Sean Riley creates the Computerphile YouTube channel, which has clocked up nearly a million subscribers, and produces some great stuff, especially for the geeks among us.

I had fun talking to him about the early days of the Trojan Room Coffee Pot.

A quarter-century on…

On Friday, I was interviewed by phone for the Dublin-based Moncrieff radio show on the Newstalk network.

A fun, light-hearted 10-minute phone discussion about the origins of the webcam on what, I realised, must be very close to its 25th anniversary.

A little slice of oral history?

Brian McCullough hosts the rather splendid Internet History Podcast, and a few days ago he asked me to talk about some of the stuff I’d been involved in over the years.

You can find the interview here if you’re curious. You have been warned – it’s just over an hour long, and it’s something of a monologue, for which I apologise, but Brian encourages that; he’s a great listener and many of the episodes have a similar format.

It was great fun – my thanks to Brian for letting me natter away.

Canadian Coffee

Another radio interview about the good ol’ coffee pot – this time with CBC.

You can find it here.

It was done over Skype, and is heavily edited, but it mostly makes sense! Just about 4 mins long.

A quick retrospective

It’s 12 years today since my first blog post — the first post, at least, on a publicly-readable system that we’d recognise as blog now. I had registered this ‘statusq.org’ domain a couple of days before, and started tapping out miscellaneous thoughts with no particular theme, and no expectation of an audience.

I was using Dave Winer’s innovative but decidedly quirky ‘Radio Userland’ software, a package which is long since deceased but was very influential in the early days of blogging and RSS feeds. Over the years I’ve moved the content through a couple of different systems but I think — I hope — that all the URLs valid in 2001 still work today! Most of my early posts do not have a title. The convention of giving titles to what we thought of as diary entries wasn’t yet well-established.

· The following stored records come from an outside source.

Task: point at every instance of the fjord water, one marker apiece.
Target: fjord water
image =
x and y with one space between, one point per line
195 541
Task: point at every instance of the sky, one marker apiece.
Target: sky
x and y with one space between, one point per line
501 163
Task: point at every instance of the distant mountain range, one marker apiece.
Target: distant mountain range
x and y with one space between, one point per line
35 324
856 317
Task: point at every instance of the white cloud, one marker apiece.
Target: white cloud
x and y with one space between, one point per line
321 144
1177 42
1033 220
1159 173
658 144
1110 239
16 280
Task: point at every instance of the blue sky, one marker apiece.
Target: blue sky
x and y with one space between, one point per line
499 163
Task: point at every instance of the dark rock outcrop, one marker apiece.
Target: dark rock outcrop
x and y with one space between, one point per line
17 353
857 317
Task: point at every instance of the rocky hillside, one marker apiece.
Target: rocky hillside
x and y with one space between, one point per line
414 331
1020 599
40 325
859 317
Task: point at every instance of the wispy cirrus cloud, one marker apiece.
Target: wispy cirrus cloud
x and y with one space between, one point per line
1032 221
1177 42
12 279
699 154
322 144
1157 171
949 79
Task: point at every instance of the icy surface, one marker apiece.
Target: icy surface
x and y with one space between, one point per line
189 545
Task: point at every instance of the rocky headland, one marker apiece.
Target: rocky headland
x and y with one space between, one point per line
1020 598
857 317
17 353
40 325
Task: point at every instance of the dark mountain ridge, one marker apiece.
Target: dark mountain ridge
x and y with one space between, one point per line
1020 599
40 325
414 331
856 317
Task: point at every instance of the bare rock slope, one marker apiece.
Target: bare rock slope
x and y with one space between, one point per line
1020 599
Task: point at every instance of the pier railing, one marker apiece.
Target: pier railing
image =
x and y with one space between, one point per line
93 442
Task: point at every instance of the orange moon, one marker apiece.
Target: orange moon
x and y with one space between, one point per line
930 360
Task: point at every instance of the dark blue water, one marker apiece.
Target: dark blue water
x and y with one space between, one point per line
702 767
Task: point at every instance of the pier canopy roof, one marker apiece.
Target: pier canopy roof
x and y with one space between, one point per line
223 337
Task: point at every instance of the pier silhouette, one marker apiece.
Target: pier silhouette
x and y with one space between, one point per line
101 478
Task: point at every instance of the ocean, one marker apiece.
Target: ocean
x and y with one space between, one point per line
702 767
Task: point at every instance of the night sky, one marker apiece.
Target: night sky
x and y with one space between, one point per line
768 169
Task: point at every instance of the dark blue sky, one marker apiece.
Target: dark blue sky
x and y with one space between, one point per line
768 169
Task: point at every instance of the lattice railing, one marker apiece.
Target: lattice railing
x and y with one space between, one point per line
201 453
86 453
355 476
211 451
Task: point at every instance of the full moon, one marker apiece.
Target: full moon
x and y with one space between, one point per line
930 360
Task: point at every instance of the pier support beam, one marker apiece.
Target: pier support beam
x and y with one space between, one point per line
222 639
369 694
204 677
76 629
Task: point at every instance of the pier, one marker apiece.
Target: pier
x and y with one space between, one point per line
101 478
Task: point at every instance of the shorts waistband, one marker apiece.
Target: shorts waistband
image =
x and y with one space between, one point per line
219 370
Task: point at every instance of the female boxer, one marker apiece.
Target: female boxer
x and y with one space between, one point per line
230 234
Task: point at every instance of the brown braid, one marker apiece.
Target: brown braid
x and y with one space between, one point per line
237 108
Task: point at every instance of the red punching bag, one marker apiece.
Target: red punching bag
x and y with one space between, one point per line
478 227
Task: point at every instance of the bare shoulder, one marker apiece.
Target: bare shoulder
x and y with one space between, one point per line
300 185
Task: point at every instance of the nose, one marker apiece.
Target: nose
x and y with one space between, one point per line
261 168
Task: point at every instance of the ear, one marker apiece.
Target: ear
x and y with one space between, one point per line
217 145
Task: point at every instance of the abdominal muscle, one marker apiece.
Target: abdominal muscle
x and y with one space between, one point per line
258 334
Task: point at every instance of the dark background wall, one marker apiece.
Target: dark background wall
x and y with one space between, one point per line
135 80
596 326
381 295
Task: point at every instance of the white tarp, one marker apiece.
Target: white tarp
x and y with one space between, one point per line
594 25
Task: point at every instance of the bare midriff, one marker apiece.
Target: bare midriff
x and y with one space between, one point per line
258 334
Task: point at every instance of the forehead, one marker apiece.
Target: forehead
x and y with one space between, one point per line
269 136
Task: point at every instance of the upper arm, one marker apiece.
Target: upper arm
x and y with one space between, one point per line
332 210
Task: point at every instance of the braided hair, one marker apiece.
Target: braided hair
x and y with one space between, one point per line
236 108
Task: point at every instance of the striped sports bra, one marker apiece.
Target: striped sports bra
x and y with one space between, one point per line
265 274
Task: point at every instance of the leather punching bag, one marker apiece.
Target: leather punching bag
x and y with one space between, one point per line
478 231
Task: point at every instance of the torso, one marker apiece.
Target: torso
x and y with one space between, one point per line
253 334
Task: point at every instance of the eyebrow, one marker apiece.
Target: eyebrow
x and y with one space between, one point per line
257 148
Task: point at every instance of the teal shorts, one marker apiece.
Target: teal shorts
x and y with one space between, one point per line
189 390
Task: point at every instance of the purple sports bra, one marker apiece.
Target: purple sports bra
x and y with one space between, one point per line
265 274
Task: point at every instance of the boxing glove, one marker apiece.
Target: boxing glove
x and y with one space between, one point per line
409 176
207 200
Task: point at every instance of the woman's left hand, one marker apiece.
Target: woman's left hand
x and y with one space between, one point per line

Things that caught my attention in the first couple of months included:

  • An appreciation that Windows 2000 was really rather a good operating system. Certainly the best Microsoft had produced so far. (It was also — though I didn’t know it at the time — the last version I was to use on a regular basis.) Microsoft were pushing an idea called the ‘Tablet PC’, which was marketing-speak for what had previously been called WebPads, and something called .NET, which was marketing-speak for nobody-knew-what!
  • The importance of this new thing called XML, which was giving the world a standard way to store and transmit structured data. I was at a conference where Steve Ballmer described the major revolutions in computing as The PC, The Gui, The Web, and XML. Well, the brackets have become a bit more curly since then, but it was indeed a major change.
  • Astonishment that, with the upcoming launch of Mac OS X, the world’s largest Unix vendor was about to become, of all people, Apple! I’d been playing with the early beta versions. It’s been my operating system of choice ever since.
  • The bizarre level of press coverage when we announced the impending shutdown of the Trojan Room Coffee pot.
  • A survey saying that less than half of US college students were taking hi-fi systems to college, because they were now listening to music from their PCs instead! It was still nearly a year before an amazing thing called the iPod was to appear, and surprise us all.